In addition to the Taymorans, other ethnic groups appear frequently in the Taymoran lands, either as slaves or mercenaries. There are the lizard men, lupins and Azcan men from the west, the elven mercenaries from the Sheyallia Borderlands to the east, the fomorian giants, builders of great citadels, that came from the Altan Tepes, and the races created by the necromancer kings' powerful magics: the albino humans known as Albarendi among the elves, and the shapeshifting warriors in the armies of the necromancer kings of Inner Taymora, the werewolves.
The Land: City-States of Taymora
Tamoraz (pop. 12000; 3% elves, 5% Taymoran Hound lupins)
Colhador (pop. 10000; 15% Albarendi)
Hushu (pop. 8000; 10% Taymoran Hairless lupins, 5% Albarendi)
Barumini (pop. 9000; 5% elves, 1% giants)
Sulqi (pop. 7000; 5% elves, 2% Taymoran Hound lupins)
Bythia (pop. 8500; 20% Albarendi)
Tzur (pop. 6750; 4% lycanthropes, 5% Albarendi)
Sarroch (pop. 8500; 10% lizardmen, 5% Taymoran Hairless lupins)
Tuma (pop. 5600; 5% Taymoran Hound lupins, 5% Taymoran Hairless lupins)
Tarshiz (pop. 10000; 5% elves, 2% lycanthropes)
The Taymoran society is, at its lowest level, based on small clans or extended families living in small hamlets. Each clan averages at twenty members. These villages dot the countryside, and cluster around a single tower for protection and trade. They are composed of circular huts with thatched roofs.
The whole Taymoran territory is covered by some ten thousand conical towers, which overlook trade routes, rivers, mines and coasts. They provide a relay network which allows information to flow fast from villages to the main cities, and among the city-states themselves. A tower is usually surrounded by an extended village of some fifty people. It houses a small clan nobility, basically the clan chief and a priest or priestess of some kind.

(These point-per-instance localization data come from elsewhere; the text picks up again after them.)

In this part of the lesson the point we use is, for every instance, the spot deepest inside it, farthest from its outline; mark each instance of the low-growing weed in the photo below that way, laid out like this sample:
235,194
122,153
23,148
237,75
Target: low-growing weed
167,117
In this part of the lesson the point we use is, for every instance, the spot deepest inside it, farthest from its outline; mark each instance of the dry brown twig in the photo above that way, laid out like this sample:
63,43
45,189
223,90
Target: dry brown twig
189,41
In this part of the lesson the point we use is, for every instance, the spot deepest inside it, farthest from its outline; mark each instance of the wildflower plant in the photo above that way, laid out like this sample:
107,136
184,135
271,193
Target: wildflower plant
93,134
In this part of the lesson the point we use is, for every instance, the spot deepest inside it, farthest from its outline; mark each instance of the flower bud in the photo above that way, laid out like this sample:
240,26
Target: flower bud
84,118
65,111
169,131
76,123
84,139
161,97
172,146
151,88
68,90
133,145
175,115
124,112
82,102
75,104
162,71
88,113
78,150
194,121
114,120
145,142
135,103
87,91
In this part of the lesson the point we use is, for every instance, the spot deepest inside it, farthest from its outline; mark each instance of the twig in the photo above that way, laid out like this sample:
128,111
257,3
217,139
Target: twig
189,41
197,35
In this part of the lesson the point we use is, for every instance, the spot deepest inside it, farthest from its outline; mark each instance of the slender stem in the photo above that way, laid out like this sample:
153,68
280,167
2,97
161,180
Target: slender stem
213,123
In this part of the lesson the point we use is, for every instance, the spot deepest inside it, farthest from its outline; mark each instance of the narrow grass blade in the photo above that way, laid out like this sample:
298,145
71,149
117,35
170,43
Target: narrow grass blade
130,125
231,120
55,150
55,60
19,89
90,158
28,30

Larger “castles” are built by connecting four towers through stone walls, filling the resulting courtyard with earth, and building another tower on top. Each citadel is the personal domain of one of the nosferatu nobles during the height of Taymora. Within the citadel, and in dungeons dug under it, live the master of the castle, its second-in-command, who is usually a nosferatu bride or another kind of undead, and a small herd of slaves (around twenty), who make up a blood reserve for the nosferatu rulers. The lower towers house bronzeworking workshops, armouries, shrines, and a small military.
The domain of a nosferatu master covers his citadel, including a larger village of some two hundred people, three to five minor towers, and eight to twelve hamlets.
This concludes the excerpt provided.